Sunday, March 12, 2023

Country music encourages faster drinking

One wonders just how the research was conducted in the following study; as reported by Associated Press and published in the Edmonton Sun, December 26, 1988:

Phoenix, Arizona--"Wailing, lonesome, self-pitying music" in country western bars makes drinkers there consume alcohol faster, James Schaefer of the University of Minnesota told a recent gathering in Arizona.

The findings came from a 10-year study by Schaefer and a team of other anthropologists of a bar in Missoula, Montana, a lumber and paper-milling town. The survey was supplemented by study of about 2,000 groups in 65 similar saloons in the Minneapolis area over three years.

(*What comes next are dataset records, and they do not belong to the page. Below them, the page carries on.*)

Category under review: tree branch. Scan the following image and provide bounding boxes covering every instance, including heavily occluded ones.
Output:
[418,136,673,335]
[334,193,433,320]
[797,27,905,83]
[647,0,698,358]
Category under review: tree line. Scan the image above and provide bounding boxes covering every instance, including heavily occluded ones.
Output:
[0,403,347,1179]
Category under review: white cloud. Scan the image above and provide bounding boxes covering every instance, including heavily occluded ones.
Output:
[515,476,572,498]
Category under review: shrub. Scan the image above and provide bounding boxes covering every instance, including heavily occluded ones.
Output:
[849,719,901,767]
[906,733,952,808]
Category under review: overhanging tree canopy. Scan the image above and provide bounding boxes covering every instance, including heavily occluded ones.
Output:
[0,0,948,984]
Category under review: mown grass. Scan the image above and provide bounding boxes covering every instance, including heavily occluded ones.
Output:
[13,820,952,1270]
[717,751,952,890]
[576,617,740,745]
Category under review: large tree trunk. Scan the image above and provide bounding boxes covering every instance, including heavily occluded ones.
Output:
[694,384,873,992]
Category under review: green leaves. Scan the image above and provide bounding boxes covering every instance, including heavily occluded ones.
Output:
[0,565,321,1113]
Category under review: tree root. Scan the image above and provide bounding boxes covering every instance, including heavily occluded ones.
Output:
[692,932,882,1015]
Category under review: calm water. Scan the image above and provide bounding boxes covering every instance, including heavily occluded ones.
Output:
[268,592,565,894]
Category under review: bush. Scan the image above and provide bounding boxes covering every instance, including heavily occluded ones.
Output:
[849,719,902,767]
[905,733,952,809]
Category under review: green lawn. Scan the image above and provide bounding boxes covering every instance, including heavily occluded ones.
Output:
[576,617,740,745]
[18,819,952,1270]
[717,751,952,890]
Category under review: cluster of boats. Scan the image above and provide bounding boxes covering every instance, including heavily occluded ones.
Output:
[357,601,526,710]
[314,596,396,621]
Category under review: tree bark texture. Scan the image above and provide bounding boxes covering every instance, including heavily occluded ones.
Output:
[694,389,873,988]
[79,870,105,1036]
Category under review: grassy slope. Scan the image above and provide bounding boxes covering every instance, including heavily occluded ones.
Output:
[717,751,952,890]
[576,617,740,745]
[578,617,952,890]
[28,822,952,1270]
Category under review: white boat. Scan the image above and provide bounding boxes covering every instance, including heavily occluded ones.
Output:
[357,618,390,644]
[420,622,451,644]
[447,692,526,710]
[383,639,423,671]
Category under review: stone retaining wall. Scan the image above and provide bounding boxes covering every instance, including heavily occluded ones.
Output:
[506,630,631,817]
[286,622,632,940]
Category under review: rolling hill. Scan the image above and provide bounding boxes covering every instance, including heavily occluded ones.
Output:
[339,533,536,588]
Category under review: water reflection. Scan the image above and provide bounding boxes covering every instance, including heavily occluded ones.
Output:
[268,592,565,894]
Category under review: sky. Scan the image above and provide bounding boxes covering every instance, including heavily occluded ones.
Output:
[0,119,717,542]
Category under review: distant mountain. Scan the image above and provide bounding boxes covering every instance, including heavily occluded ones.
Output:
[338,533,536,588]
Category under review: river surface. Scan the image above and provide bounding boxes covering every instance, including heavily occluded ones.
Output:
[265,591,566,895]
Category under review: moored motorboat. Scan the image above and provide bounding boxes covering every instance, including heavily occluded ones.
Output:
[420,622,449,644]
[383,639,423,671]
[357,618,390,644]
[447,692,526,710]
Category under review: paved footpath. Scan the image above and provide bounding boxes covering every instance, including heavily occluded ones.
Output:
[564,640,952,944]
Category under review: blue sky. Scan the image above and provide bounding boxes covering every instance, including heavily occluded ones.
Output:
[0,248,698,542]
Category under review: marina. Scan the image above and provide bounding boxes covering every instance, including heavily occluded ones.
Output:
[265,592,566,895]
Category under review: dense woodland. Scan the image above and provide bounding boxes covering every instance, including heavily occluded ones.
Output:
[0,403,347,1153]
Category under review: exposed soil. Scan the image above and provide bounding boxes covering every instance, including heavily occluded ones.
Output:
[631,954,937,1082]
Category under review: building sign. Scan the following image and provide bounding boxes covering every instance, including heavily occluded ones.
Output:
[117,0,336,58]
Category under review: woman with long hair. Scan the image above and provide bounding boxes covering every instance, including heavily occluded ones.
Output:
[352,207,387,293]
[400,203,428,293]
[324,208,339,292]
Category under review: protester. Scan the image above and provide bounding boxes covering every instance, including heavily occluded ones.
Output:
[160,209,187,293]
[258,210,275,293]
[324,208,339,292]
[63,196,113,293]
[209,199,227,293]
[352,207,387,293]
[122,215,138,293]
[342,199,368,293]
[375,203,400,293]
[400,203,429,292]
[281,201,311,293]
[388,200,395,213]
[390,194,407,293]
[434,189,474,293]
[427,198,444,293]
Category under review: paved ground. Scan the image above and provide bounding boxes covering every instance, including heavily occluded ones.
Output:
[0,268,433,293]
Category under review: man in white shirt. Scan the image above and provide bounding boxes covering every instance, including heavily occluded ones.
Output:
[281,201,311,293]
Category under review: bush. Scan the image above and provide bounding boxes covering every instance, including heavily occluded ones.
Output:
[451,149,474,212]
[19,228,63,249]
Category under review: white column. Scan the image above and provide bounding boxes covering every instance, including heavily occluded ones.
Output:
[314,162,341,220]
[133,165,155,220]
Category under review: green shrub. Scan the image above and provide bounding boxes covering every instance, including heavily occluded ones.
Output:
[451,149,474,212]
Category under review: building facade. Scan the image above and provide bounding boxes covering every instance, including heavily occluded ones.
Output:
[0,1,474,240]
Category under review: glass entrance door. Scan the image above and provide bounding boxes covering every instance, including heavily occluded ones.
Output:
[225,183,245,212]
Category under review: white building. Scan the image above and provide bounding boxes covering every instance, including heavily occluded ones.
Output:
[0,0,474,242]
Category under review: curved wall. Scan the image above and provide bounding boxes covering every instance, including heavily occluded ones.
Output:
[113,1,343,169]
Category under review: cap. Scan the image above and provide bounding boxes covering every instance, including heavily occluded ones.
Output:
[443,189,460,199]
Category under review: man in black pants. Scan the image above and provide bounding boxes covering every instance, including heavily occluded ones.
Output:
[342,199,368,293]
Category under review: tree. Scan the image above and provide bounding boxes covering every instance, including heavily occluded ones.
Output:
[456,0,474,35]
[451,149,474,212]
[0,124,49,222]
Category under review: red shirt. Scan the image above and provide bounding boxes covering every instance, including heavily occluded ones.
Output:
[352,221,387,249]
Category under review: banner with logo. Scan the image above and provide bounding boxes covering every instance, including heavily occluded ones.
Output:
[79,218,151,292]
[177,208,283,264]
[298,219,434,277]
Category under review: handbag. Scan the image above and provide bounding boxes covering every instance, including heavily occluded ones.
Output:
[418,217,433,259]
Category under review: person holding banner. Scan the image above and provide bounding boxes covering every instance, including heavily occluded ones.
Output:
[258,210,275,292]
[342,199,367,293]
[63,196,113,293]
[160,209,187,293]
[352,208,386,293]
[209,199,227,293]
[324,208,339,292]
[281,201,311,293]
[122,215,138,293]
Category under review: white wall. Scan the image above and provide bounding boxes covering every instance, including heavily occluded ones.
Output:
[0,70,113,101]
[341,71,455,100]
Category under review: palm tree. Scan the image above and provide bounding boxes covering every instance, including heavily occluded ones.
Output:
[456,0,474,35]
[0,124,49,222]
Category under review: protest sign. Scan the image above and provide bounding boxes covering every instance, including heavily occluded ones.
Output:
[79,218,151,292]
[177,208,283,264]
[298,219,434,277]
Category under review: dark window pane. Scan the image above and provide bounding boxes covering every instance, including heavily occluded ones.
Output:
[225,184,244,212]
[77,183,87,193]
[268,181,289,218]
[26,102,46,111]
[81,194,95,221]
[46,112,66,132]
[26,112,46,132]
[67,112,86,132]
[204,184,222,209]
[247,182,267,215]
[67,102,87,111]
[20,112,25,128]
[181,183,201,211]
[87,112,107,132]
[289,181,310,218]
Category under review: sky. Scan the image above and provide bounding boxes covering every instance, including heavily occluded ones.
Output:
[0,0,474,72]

Schaefer even wrote a country western song on the subject, beginning, "Joe, don't play that country music.
"I drink more, and think sore, and sing right along..."

"No doubt about it," he said, "country and western can be a prescription for trouble among people with little self-control." One reason, he said, is the lyrics' sad songs of lost love, personal freedom, truck driving and the solace of drinking.

The songs and lyrics of Hank Williams, Jimmy Rodgers, Jerry Lee Lewis, Johnny Cash, Merle Haggard, Jerry Jeff Walker, Willie Nelson and Waylon Jennings were particularly powerful drinking inducements, Schaefer found.

Their songs celebrate heavy drinking by making heroes out of drunkards. In contrast, he said, rock 'n' roll singers don't glorify anything or anyone."

But in the country western bars, slower music went with faster drinking. "Hard drinkers prefer listening to slower-paced, wailing, lonesome, self-pitying music during slow times in the bar," said Shaefer. "They seemed to prefer bold, macho, strong-beat-based music when the action in the bar picks up."

And they use the music as a "mood selection device"--picking out three or four songs on a jukebox, he said. "The music maintains the normative flow of emotions and the rhythm of activity--like the sound track in a movie."

"As the mood and tempo of the songs filtered through the bar, key actors could be seen changing the level and intensity of their drinking activity."